“I will,” replied Rosemary. “But now it is almost time for my plane. I’ll hope to be seeing you. I—”

“One moment please!” Bending over, the blonde girl picked up three small sticks. “Wherever I land,” she went on, “I shall put two sticks so, and one stick so, close to the door of the airport depot. If you see it you will know that I have been there and may be there still.”

“I get you,” Rosemary laughed, “but what do you call that?”

“It is our gypsy patteran,” the girl explained soberly. “It is a custom older than any of your country’s laws.”

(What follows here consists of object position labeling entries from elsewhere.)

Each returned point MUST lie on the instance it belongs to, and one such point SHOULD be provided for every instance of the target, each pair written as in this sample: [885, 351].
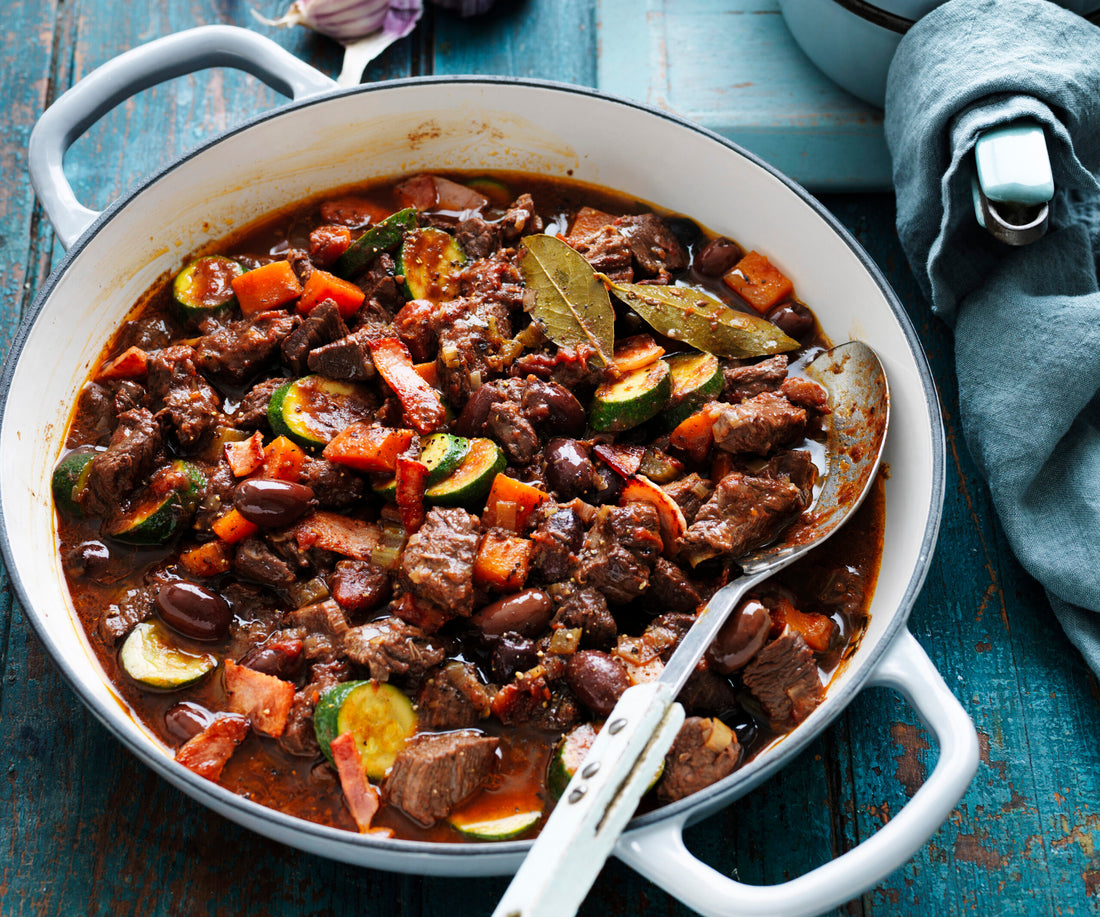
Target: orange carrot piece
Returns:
[210, 559]
[424, 411]
[503, 561]
[510, 504]
[283, 460]
[232, 527]
[321, 286]
[270, 286]
[244, 456]
[130, 364]
[695, 433]
[369, 449]
[758, 282]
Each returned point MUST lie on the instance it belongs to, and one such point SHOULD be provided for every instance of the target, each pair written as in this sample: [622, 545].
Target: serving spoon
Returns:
[600, 799]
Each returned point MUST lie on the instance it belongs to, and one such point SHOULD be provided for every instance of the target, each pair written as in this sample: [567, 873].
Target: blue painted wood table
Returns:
[90, 831]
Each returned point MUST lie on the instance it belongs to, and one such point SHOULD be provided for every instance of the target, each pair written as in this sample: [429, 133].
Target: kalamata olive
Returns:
[187, 719]
[194, 610]
[278, 658]
[513, 653]
[527, 612]
[272, 503]
[717, 256]
[569, 471]
[596, 680]
[552, 408]
[740, 637]
[793, 319]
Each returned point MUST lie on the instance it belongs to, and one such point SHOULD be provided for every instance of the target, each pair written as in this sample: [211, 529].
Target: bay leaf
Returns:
[699, 319]
[570, 300]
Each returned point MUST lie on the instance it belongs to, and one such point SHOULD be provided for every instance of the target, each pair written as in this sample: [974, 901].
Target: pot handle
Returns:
[139, 68]
[659, 853]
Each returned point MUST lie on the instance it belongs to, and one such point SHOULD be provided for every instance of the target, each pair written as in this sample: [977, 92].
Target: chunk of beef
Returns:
[333, 485]
[391, 647]
[743, 383]
[619, 551]
[587, 609]
[558, 536]
[435, 772]
[130, 456]
[690, 494]
[520, 219]
[241, 349]
[254, 560]
[704, 752]
[438, 562]
[360, 586]
[322, 326]
[655, 247]
[745, 512]
[252, 412]
[183, 399]
[783, 677]
[758, 426]
[347, 358]
[452, 697]
[671, 589]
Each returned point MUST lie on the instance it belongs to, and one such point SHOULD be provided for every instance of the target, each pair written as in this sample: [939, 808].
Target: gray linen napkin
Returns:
[1026, 320]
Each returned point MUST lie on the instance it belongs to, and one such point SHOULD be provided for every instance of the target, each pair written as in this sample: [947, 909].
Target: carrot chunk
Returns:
[270, 286]
[758, 282]
[321, 286]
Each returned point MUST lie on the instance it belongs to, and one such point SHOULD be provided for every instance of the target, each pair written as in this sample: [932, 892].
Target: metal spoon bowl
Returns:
[602, 796]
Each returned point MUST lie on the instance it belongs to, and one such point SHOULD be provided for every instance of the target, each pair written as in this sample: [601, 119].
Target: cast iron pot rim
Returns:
[696, 806]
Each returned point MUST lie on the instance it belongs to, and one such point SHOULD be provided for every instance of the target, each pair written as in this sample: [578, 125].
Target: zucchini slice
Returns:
[381, 238]
[499, 827]
[162, 508]
[205, 287]
[376, 714]
[150, 656]
[696, 378]
[311, 410]
[69, 477]
[430, 261]
[631, 399]
[472, 479]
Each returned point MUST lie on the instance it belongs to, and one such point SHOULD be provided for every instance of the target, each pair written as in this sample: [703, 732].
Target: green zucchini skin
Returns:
[163, 508]
[430, 261]
[384, 236]
[631, 399]
[205, 287]
[68, 479]
[696, 378]
[312, 409]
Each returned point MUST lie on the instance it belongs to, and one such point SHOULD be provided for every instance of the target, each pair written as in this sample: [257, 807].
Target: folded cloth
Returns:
[1026, 320]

“Good! I’ll be seeing you!” Rosemary hurried away. She was not soon to forget this blonde-haired Petite Jeanne, whom so many of you already know well. Nor was she to forget that even the gypsies had taken to the air.

After casting a practiced eye over the interior of her ship, adjusting a chair and looking to her supply of newspapers and magazines, Rosemary stepped down from the plane into the sunlight of a glorious day.

A porter was wheeling the baggage cart into position, the chain was being dropped. In an even tone through a microphone the announcer was saying, “Plane No. 56 leaving for Omaha, Cheyenne, Salt Lake City and points west, now loading.”

“We’ll be in the air soon,” Rosemary whispered to herself. The faintest possible thrill ran up her spine. For this very-much-alive girl, even after two years of flying, could never quite still the joy and thrill of flight.

Then the sound of an excited voice reached her ears.

“I must take the bag with me in the cabin,” a woman’s voice was saying.